Most recently, the current economic crisis is said to be caused by the "excesses" of economic freedom and "too little regulation" of the economy, especially financial markets. This is said by the president and numerous other politicians, with straight faces, despite the facts that there are a dozen executive-branch cabinet departments, over 100 federal agencies, more than 85,000 pages in the Federal Register, and dozens of state and local government agencies that regulate, regiment, tax, and control every aspect of every business in America, and have been doing so for decades.
Laissez-faire run amok in financial markets is said to be a cause of the current crisis. But the Fed alone — a secret government organization that is accountable to no one and which has never been audited — performs hundreds of regulatory functions, in addition to recklessly manipulating the money supply. And it is just one of numerous financial regulatory agencies (the SEC, Comptroller of the Currency, Office of Thrift Supervision, FDIC, and numerous state regulators also exist). In a Fed publication entitled "The Federal Reserve System: Purposes and Functions," it is explained that "The Federal Reserve has supervisory and regulatory authority over a wide range of financial institutions and activities." That's the understatement of the century. Among the Fed's functions are the regulation of
- Bank holding companies
- State-chartered banks
- Foreign branches of member banks
- Edge and agreement corporations
- US state-licensed branches, agencies, and representative offices of foreign banks
- Nonbanking activities of foreign banks
- National banks (with the Comptroller of the Currency)
- Savings banks (with the Office of Thrift Supervision)

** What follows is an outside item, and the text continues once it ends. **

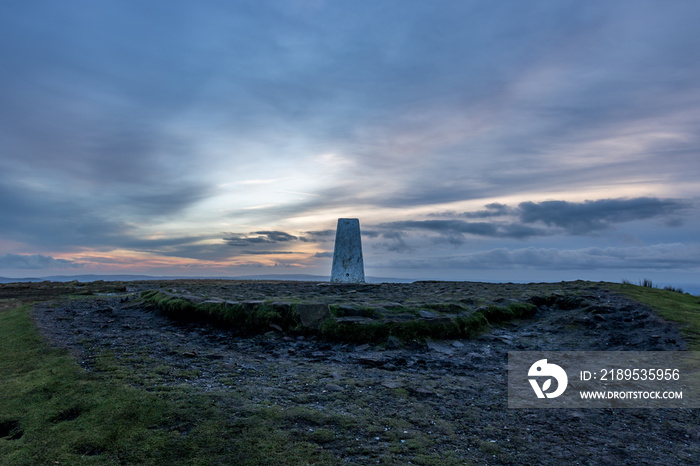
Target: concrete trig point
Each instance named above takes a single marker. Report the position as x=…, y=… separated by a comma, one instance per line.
x=348, y=266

- Nonbank subsidiaries of bank holding companies
- Thrift holding companies
- Financial reporting
- Accounting policies of banks
- Business "continuity" in case of an economic emergency
- Consumer-protection laws
- Securities dealings of banks
- Information technology used by banks
- Foreign investments of banks
- Foreign lending by banks
- Branch banking
- Bank mergers and acquisitions
- Who may own a bank
- Capital "adequacy standards"
- Extensions of credit for the purchase of securities
- Equal-opportunity lending
- Mortgage disclosure information
- Reserve requirements
- Electronic-funds transfers
- Interbank liabilities
- Community Reinvestment Act subprime lending requirements
- All international banking operations
- Consumer leasing
- Privacy of consumer financial information
- Payments on demand deposits
- "Fair credit" reporting
- Transactions between member banks and their affiliates
- Truth in lending
- Truth in savings
That's a pretty comprehensive list, the result of 96 years of bureaucratic empire building by Fed bureaucrats. It gives the lie to the notion that there has been "too little regulation" of financial markets. Anyone who makes such an argument is either ignorant of the truth or is lying.